From the vantage point of the early 1980s, when not only AT&T but also the Soviet Union were still intact, who could have believed that we might one day look back on the Cold War with nostalgia for its relative simplicity and stability? As editor of The Independent, I was called the most common epithets of the time by those who wanted to undermine us: communist and queer. I labored in my earnest way to edit a paper that might transcend commonplace mudslinging. Maybe I worked so hard because one of the epithets was true about me, even if it had nothing to do with our journalism. It was years before I mustered the courage, even in the safe confines of The Independent's community, to say out loud to my colleagues, through tears, that I am a lesbian; I never summoned the will to do so in print until now. Who would have believed the world could change so much in relatively few years that I could find my way from paralyzing fear (for myself, for the paper) to a state where I now feel ashamed for being ashamed? Only years of stubborn and brave activism from many people (many of whom were part of The Independent's community) made it possible for someone like me to heal. They had a clear view, God bless them, even if it hasn't been a short distance.

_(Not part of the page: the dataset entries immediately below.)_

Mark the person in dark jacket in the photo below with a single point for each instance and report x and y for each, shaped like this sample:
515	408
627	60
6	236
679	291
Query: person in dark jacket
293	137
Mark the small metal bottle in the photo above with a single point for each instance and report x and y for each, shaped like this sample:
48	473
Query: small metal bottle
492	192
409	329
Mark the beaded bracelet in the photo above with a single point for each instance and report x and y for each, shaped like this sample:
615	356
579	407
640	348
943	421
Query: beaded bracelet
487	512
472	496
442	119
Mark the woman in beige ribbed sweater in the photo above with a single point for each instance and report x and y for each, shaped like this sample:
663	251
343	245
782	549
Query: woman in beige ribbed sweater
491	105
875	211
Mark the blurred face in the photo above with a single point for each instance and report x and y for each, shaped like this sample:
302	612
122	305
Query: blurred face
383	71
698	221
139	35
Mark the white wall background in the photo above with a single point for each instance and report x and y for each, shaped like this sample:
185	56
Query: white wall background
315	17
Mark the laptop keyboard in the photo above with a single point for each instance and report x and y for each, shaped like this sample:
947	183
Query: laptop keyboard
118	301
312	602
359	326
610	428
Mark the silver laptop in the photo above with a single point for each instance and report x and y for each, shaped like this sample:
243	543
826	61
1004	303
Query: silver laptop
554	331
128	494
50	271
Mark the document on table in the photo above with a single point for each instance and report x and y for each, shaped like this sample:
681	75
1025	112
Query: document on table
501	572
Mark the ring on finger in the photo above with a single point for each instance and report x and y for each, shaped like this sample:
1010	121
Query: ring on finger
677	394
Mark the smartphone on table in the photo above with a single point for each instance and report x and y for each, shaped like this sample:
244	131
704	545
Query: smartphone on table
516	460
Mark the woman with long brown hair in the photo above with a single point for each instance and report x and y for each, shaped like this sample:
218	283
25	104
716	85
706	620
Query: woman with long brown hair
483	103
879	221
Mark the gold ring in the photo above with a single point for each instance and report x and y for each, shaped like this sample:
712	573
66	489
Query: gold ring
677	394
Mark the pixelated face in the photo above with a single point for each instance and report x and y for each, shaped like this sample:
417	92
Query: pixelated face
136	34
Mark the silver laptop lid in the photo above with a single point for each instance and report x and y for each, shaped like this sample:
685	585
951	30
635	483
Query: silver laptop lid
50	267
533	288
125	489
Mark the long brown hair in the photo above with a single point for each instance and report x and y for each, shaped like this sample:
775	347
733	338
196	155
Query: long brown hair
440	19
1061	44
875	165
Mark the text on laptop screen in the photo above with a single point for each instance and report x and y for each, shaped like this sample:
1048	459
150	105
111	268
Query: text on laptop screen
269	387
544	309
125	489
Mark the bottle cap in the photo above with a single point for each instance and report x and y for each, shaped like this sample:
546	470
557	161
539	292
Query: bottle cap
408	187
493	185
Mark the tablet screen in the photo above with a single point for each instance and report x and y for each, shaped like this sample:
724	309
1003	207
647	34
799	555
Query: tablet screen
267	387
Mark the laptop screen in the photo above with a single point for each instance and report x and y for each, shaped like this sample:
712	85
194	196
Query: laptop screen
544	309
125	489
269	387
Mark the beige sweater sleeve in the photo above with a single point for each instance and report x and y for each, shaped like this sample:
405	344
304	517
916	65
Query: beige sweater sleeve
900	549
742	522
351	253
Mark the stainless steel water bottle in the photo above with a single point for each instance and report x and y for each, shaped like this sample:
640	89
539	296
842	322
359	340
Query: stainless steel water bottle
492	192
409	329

What, now, of the distance ahead? "Ladies and Gentlemen, we have entered the third millennium through a gate of fire," U.N. Secretary General Kofi Annan said, as he accepted the Nobel Peace Prize in 2001. Looking into the future today, it's hard to see anything other than that fire continuing to burn. But what of the more hopeful visions, the ones that seem so unimaginable now?
In my lifetime, I see a woman elected president of the United States, not soon, but eventually. I see the dream of pluralism realized in this nation, slowly and painfully, but steadily nevertheless. (A wonderful California demographer watches the mating of young people and calls the result over the next decades "the great enfolding.") I see the Internet helping to catalyze great global citizen movements, the likes of which we have never seen. (One day, the history books will record this winter's coordinated global peace movement as the early indicator of something quite new in human history.) I see a new generation of social entrepreneurs, all over the world, creating new ideas about how to address enduring human problems--and over many decades creating what will one day be called a public benefit economy, the 21st century's answer to the frayed 20th century social contract. I see the flowering of alternatives to journalism (in addition to alternative journalism)--the superb research, reporting and images that can be produced and shared by nonprofits and citizens who 20 years ago had no outlets except through the media. And I see The Independent's staff, generation after generation, learning how to report and write in compelling ways, questioning comfortable assumptions, confronting persistent challenges and celebrating life--all the while knitting together their community of Triangle readers.
"Never mistake a clear view for a short distance." To be sure. And never underestimate the power of a dream lived with courage and integrity.
Katherine Fulton now lives in northern California with her partner, Katharine Kunst. She is a senior practitioner at Global Business Network (www.gbn.com), a small firm that helps organizations anticipate and shape their futures. After many years working on the future of journalism, her work in recent years has focused on the future of nonprofits and philanthropy.